FCC's Clyburn Talks Up Net Neutrality
The second-term commissioner shares her thoughts on the why the FCC did what in latest Internet order.
FCC Commissioner Mignon Clyburn is "absolutely, positively" certain that the University of South Carolina Gamecocks will thrash the University of North Carolina Tar Heels in tonight's women's NCAA bracket matchup... oh, and that the commission's net neutrality order will stand up against all challenges.
Clyburn proved herself a true South Carolinan and consummate regulator through and through earlier this week during a Q&A session at the Oracle Industry Connect conference in Washington, D.C. She spoke candidly with Rajeev Chand, managing director and head of research at Rutberg & Company, in explaining the rationale behind the FCC's net neutrality decision.
Some might say Clyburn, who is serving her second term at the FCC, was a tad defensive in her remarks. You can be the judge. Here's a summary of some of her major points.

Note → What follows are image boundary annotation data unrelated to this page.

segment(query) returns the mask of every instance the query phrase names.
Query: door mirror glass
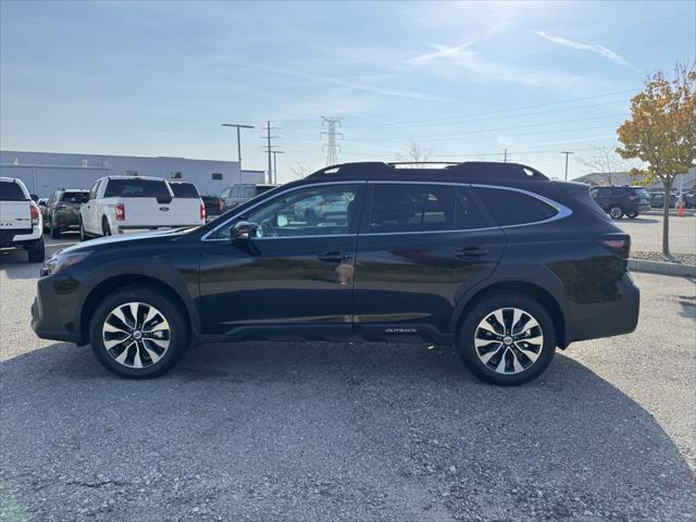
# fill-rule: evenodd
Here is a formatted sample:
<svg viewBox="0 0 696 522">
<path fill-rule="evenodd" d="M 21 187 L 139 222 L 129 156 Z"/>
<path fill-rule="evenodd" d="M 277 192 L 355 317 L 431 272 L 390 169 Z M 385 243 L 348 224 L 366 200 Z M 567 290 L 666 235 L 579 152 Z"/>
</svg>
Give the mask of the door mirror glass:
<svg viewBox="0 0 696 522">
<path fill-rule="evenodd" d="M 287 219 L 287 215 L 278 214 L 278 216 L 275 219 L 275 224 L 283 228 L 284 226 L 290 224 L 290 220 Z"/>
<path fill-rule="evenodd" d="M 257 237 L 259 225 L 256 223 L 249 223 L 248 221 L 239 221 L 232 227 L 232 241 L 233 243 L 247 243 L 252 237 Z"/>
</svg>

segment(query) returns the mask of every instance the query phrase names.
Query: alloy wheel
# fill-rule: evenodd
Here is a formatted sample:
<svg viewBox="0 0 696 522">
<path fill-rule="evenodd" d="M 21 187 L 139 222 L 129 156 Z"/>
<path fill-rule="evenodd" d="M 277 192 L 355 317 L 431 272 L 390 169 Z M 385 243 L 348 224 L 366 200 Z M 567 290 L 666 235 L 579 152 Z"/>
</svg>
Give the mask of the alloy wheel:
<svg viewBox="0 0 696 522">
<path fill-rule="evenodd" d="M 536 362 L 544 348 L 544 333 L 531 313 L 519 308 L 500 308 L 478 323 L 474 348 L 487 369 L 511 375 Z"/>
<path fill-rule="evenodd" d="M 127 368 L 157 364 L 170 347 L 172 331 L 164 315 L 145 302 L 126 302 L 114 308 L 102 325 L 109 356 Z"/>
</svg>

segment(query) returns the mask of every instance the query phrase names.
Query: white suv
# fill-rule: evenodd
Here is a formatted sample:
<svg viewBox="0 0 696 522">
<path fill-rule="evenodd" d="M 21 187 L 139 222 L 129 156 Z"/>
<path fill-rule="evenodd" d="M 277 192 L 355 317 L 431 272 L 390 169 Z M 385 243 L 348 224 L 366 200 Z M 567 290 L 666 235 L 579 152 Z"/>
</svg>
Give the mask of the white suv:
<svg viewBox="0 0 696 522">
<path fill-rule="evenodd" d="M 206 223 L 200 198 L 174 198 L 161 177 L 108 176 L 97 179 L 79 209 L 79 235 L 111 236 L 136 231 Z"/>
<path fill-rule="evenodd" d="M 0 177 L 0 250 L 17 249 L 30 263 L 44 261 L 44 220 L 21 179 Z"/>
</svg>

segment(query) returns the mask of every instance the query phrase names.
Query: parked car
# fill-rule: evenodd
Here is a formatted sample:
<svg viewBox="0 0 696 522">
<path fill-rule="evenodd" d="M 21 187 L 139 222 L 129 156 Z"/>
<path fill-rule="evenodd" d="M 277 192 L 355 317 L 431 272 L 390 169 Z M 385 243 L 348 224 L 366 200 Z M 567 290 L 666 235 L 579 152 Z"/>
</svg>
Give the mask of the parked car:
<svg viewBox="0 0 696 522">
<path fill-rule="evenodd" d="M 21 179 L 0 177 L 0 250 L 26 250 L 30 263 L 44 261 L 44 220 Z"/>
<path fill-rule="evenodd" d="M 203 223 L 206 208 L 200 198 L 174 198 L 170 184 L 160 177 L 102 177 L 79 209 L 83 239 Z"/>
<path fill-rule="evenodd" d="M 650 197 L 644 187 L 592 187 L 592 197 L 612 220 L 631 220 L 650 210 Z"/>
<path fill-rule="evenodd" d="M 48 199 L 44 210 L 45 227 L 53 239 L 63 232 L 79 229 L 79 208 L 89 199 L 89 190 L 59 189 Z"/>
<path fill-rule="evenodd" d="M 350 203 L 294 222 L 316 196 Z M 191 341 L 306 338 L 453 344 L 474 374 L 514 385 L 557 347 L 635 330 L 630 247 L 586 185 L 524 165 L 348 163 L 199 228 L 62 250 L 32 326 L 133 378 L 163 374 Z"/>
<path fill-rule="evenodd" d="M 664 208 L 664 192 L 650 192 L 650 207 L 654 209 L 663 209 Z M 674 209 L 676 207 L 676 201 L 679 197 L 675 194 L 670 194 L 670 209 Z"/>
<path fill-rule="evenodd" d="M 223 200 L 223 210 L 227 211 L 275 187 L 277 187 L 277 185 L 238 183 L 237 185 L 223 189 L 217 197 Z"/>
</svg>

- Uncertainty is a big problem. In fact, it's the biggest problem the FCC needed to address with its net neutrality order, said Clyburn, calling it "an enemy of the good" and "the biggest threat." Today, ISPs hold a disproportionate amount of influence over your online engagement, she said -- with the "you" to whom she referred being the consumer or the business. In absence of the order, the FCC cannot assure ISPs will apply any reasonableness to network management -- throttling and what-not -- for example. "There is no desire by this body, the five people who are responsible for the communications ecosystem in this country and the influence we have around the world, to have levels of uncertainty and all of the other things people might say should be feared."
- The Net neutrality order aims to fix what's broken. Again speaking to uncertainty, Clyburn insisted that the FCC's order has not given way to any such situation. "You might differ with a decision or two. You might think this was a little heavy-handed, or not. But there are very few decisions you can point at and say, 'Oh, my gosh! This is going to break what's unbroken.'"
- The old rules had to go. "We looked at the current ecosystem and we recognized that the rules that were in place when we were talking about just plain old telephone service did not apply here and did not make sense," Clyburn said. And, she assured her audience, the FCC has no desire to go back to the regulatory model of old. "If you mention tariff regulation ... at the FCC, you will see 1,800 people shudder."
- The FCC doesn't work in isolation. Rather, in crafting the net neutrality rules the commissioners listened to politicians and, more importantly, millions of constituents. "John and Jane Q. Public... they're our regulators," Clyburn said. "They will temper and police any issues or fears you have about an entity going to one extreme or the other."
- The FCC needs a way of being nimble. While noting that she advocated for maintaining the 2010 Open Internet rules on "unreasonable discrimination, reasonable network management," Clyburn said she supported the more broad -- "some would say more general" -- misconduct standard. "It's an acknowledgement that we can't foresee every bump in the road that might come before us," she said. As regulators, Clyburn explained, the FCC commissioners need tools at their disposal that help it address unforeseen situations if and when they arise. "We have to be nimble enough from a regulatory standpoint to ensure the public interest is upheld and it's very necessary."
- Paid prioritization and tiered service are not one and the same. The principles enumerated in the net neutrality order do not necessarily mean that you can only get a Yugo experience even if you're willing to pay for a Bentley one. "The order ... says that if you are supposed to have comparable experiences from a provider you can't leapfrog and get preferential treatment ... It does not say you cannot have a more robust experience ... if your pockets are deeper than mine."
- The market will adapt. Yes, the market will react once the rules take effect (when they're put in the Federal Register). "But then it settles down. Then we all recalibrate, and then we conduct our business under the new set of rules." She points to activity around the 2010 ruling as a good indicator that the market will remain robust. While industry watchers clamored that the ruling would stifle investment, the latest U.S. telecom figures show that between then and 2013 ISPs spent $212 billion on infrastructure and that the number of LTE-enabled devices has grown from 17,000 to 127 million. "The market adjusts. We adjust. We look at the rules, and we figure out how to continue to invest, continue to innovate, and that was, at the end of the day, what we were trying to do."